The Alchemist of Souls (Night's Masque, #1)(35)
There was no one there, only a small door. It was locked, but peering through the keyhole he could make out a tiny chamber beyond with a carved wooden screen and coloured glass in the windows. A chapel? If so, it had been locked to prevent desecration. He let the tapestry fall and sheathed his blade.
It may have been a false alarm but it reminded him that, skrayling or not, the safety of the person sleeping in this room would be his responsibility. Lurking assassins were only one threat; Baines had told him of men being poisoned by all manner of cunning means. He put his old riding gloves on and ran his hands over the furniture, looking for concealed needles or protruding nails. Whilst examining the beds he even sniffed the sheets, in case they had been suffused with poison. The linen was musty from long storage, with a faint perfume of entombed lavender, but he could smell nothing amiss.

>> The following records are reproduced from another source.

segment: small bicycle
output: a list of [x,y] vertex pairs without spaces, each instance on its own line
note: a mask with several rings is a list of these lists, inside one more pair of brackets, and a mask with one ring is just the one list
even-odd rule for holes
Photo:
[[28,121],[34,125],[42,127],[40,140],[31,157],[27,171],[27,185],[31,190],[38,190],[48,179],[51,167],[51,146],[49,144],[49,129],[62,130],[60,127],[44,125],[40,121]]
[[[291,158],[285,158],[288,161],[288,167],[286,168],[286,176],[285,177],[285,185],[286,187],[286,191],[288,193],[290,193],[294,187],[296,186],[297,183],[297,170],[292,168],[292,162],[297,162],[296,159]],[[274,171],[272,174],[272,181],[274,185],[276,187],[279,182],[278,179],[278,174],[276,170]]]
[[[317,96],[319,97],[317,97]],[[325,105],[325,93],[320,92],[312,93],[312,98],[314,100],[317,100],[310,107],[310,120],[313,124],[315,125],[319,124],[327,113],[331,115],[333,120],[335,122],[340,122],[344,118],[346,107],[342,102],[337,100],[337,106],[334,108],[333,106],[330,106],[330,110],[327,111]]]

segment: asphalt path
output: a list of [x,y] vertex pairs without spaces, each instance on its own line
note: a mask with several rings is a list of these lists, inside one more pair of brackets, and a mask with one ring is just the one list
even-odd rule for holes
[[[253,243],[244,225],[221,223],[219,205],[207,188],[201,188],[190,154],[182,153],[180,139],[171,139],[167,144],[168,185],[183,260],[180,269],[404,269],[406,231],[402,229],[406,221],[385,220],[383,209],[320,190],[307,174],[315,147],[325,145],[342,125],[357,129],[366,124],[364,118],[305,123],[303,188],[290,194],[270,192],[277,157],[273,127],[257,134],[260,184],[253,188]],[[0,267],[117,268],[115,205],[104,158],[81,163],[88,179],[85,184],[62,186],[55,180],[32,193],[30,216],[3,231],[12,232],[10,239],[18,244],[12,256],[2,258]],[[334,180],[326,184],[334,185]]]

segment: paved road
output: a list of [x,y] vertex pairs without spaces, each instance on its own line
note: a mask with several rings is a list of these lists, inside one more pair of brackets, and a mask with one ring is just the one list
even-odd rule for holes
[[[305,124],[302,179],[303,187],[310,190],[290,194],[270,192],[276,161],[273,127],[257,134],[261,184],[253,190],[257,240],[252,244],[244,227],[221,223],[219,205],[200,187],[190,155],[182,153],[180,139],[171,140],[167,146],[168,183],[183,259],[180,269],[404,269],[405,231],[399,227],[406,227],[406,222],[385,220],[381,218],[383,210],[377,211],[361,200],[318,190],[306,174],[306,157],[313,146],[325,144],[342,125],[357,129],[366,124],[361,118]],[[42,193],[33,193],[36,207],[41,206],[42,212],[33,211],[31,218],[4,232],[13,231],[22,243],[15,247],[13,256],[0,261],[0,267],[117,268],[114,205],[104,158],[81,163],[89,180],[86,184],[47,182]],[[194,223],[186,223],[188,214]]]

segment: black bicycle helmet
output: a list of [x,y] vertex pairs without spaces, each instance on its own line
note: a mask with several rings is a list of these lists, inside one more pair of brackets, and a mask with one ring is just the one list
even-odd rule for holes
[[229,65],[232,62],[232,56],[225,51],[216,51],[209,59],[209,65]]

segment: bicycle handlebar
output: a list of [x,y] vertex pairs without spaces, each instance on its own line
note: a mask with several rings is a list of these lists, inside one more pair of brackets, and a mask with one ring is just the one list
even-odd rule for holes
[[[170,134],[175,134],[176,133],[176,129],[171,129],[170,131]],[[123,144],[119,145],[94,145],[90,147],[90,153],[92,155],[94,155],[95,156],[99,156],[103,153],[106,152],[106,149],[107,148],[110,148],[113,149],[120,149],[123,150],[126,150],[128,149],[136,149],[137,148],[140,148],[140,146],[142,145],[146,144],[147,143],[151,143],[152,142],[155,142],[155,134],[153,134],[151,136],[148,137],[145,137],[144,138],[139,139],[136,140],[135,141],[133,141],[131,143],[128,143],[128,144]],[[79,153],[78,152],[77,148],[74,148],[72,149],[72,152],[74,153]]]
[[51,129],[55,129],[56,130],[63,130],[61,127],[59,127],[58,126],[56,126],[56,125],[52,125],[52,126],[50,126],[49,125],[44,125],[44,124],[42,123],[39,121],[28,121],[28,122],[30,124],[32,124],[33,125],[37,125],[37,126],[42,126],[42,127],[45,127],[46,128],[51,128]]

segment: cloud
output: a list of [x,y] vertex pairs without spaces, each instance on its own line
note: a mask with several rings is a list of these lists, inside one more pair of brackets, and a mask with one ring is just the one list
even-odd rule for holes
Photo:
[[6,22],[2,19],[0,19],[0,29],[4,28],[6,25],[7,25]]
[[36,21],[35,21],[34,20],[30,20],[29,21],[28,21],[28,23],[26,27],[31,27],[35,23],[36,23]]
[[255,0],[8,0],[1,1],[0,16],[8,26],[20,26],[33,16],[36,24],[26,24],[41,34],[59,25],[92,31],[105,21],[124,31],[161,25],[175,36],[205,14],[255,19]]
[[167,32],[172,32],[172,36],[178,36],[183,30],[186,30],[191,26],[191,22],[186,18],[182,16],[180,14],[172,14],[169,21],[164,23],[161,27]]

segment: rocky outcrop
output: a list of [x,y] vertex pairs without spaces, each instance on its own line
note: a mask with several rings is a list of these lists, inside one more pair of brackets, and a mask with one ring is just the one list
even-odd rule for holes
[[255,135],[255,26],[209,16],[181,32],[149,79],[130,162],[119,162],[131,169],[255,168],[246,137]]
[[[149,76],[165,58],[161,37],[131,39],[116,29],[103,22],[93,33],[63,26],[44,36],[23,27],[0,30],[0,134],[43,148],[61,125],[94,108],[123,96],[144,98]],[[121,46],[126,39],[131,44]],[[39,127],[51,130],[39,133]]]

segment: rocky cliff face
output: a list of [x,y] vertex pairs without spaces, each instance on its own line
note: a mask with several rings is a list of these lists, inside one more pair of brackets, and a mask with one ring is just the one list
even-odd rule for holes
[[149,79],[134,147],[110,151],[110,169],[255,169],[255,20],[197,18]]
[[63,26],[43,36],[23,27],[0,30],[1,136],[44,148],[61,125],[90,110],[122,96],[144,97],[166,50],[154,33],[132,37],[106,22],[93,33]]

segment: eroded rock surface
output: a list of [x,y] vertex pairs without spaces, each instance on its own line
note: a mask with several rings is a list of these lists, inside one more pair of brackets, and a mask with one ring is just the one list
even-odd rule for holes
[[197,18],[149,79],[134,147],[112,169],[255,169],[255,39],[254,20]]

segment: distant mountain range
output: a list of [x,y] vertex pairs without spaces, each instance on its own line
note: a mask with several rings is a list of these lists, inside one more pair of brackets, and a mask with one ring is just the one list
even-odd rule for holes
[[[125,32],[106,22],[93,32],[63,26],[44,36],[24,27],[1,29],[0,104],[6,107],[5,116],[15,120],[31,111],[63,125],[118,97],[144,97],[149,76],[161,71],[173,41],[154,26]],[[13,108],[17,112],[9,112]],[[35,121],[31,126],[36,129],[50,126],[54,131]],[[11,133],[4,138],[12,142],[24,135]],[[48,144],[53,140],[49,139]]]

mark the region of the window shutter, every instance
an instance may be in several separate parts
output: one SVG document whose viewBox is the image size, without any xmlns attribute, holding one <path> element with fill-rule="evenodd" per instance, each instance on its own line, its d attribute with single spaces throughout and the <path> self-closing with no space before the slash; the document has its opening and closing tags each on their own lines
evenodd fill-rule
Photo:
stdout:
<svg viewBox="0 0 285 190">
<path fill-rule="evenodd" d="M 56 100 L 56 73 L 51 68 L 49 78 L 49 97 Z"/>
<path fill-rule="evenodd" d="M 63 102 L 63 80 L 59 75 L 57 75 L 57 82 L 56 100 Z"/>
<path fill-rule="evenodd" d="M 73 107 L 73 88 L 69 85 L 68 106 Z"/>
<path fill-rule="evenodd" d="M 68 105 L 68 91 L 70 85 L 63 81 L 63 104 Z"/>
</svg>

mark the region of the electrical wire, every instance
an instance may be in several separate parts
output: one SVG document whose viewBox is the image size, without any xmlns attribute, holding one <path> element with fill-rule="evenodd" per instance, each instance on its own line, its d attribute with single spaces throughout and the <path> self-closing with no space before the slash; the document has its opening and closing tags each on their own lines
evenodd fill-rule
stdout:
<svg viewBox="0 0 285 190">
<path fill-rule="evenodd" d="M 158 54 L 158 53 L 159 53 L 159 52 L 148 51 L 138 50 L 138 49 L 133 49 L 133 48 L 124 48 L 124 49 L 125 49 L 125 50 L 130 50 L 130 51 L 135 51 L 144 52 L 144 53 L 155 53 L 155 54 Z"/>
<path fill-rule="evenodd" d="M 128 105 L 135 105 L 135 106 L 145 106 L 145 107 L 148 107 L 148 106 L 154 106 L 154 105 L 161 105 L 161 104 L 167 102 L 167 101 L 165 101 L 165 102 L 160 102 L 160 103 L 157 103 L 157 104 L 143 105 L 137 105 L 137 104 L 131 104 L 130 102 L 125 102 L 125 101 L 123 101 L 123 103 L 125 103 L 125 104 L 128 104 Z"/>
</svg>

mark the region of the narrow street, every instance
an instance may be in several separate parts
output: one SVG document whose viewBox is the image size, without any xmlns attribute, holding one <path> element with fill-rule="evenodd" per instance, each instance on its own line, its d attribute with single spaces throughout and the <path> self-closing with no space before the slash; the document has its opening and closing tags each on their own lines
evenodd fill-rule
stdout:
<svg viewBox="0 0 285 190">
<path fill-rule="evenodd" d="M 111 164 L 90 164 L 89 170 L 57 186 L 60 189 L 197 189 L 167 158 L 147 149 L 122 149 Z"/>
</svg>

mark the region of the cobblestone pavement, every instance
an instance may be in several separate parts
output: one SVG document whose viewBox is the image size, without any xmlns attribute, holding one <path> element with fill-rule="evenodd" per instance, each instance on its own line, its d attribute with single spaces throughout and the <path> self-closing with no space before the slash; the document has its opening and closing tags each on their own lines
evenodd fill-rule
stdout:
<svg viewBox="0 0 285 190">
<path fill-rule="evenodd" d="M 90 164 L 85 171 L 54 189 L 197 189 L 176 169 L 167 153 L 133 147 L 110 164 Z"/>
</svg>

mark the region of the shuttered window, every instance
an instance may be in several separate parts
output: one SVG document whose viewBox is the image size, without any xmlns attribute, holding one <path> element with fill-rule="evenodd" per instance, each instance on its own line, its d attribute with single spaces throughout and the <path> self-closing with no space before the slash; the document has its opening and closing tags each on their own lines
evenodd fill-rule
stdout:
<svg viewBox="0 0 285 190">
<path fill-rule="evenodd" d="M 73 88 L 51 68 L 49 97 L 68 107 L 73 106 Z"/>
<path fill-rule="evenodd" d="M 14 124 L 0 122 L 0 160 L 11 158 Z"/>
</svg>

Satisfied he had done everything necessary to fulfil his duties, he returned to the dining room to wait for Captain Monkton.
Monkton's tour began at the old royal apartments south of the White Tower. The Great Hall had been hastily refurbished for the ambassador's visit, with a new timber roof and tiled floor, but the windows were still empty of glass.
"Why go to all this work, when the Queen has palaces aplenty?" Mal asked.
"The Prince of Wales ordered it done," Monkton replied. "All great royal ceremonies begin at the Tower. The Queen stayed here the night before her coronation."
As will the prince, when he succeeds to the throne? Perhaps he already looks ahead to his mother's death.
After a brief examination of the hall Monkton showed Mal up onto the walkway of the inner curtain wall and through each of its towers. There were no prisoners here at the moment nor, Monkton told him, had there been any since the Prince Consort's death. The whole country seemed to have settled into a sombre peace, untroubled by rebellion or religious strife.
"The calm before the storm, no doubt," Monkton said. "When the Queen dies, Robert will come down hard on Catholics. He is his father's son."
Last on their itinerary was Beauchamp Tower, where Mal was shown the bed in which Robert Dudley had died, and the elaborate carving made by his elder brother John many years previously, when he was imprisoned here during Queen Mary's reign.
"Did you meet the Prince Consort?" Mal asked.
Monkton grunted. "I was not here in his day."
He unlocked another door and they went down a narrow stair, emerging on the Tower Green near the lieutenant's lodgings.
There they were shown through the antechamber into a small dining parlour. Leland was pacing up and down before the fire, a sheet of paper in his hand. A stocky man in his midthirties with sunburnt features and bright, almost manic eyes sat watching him, his lips moving silently.
Leland greeted the two men somewhat distractedly, and continued with his pacing, muttering something unintelligible. Monkton appeared to be accustomed to the lieutenant's eccentric behaviour; he went straight over to the table, where a silver flagon steamed, giving off a scent of cinnamon and apples.
"Splendid idea," Leland said. "This damnable language turns a man's throat to dust."
Monkton poured a little of the hot, spiced wine into silver goblets and handed them to Leland, Mal and the stranger.
"Your health, sirs," Mal said.
"The Queen," Leland replied.
"Of course. The Queen."
Mal took a cautious sip. It was the last of the old vintage, its sourness tempered with sugar and spices.
"You have met Thomas Lodge?" Leland asked, gesturing to his other guest.
"No, sir," Mal replied. He sketched a polite bow, unsure of the other man's status. The stranger was fashionably dressed, but his garments lacked the jewels and intricate embroidery that only the very rich could afford.
"Lodge is newly returned from a voyage to the New World," Leland said, "and will be our translator for the ambassador and his party."
So this was the man with whom he would be working for the next few weeks. He would have to keep an eye on him, in case someone tried to use him as a go-between to get to the ambassador.
"You are a sailor?" he asked.
Lodge flushed a deeper shade of red. "I am a poet. You may have heard of A Looking Glass for London and England…?"
Mal racked his memory. Yes, Ned had once mentioned copying some sides of that play for the Admiral's Men.
"I have not heard it played," he said, "but I am told it is very entertaining, especially the casting of Jonah out of the belly of the whale."
Lodge sniffed in disdain. "There is a great deal more to it than spectacle."
Leland stepped into the awkward silence.
"The voyage must have given you many ideas for new plays," the lieutenant said.
"Indeed it did," Lodge replied, looking pleased with himself. "I have sold one already – but I say too much." He put down his wine.
"The Queen of Faerieland," Mal said. Now he knew where he had heard the name before.
Lodge narrowed his eyes. "Are you a spy?"
"Me? No!" Mal laughed nervously. "Merely an acquaintance of Suffolk's Men. I've been taking lessons in Tradetalk from their young tireman."
Lodge raised an eyebrow. "Really? What did you make of it?"
"It was surprisingly simple to learn."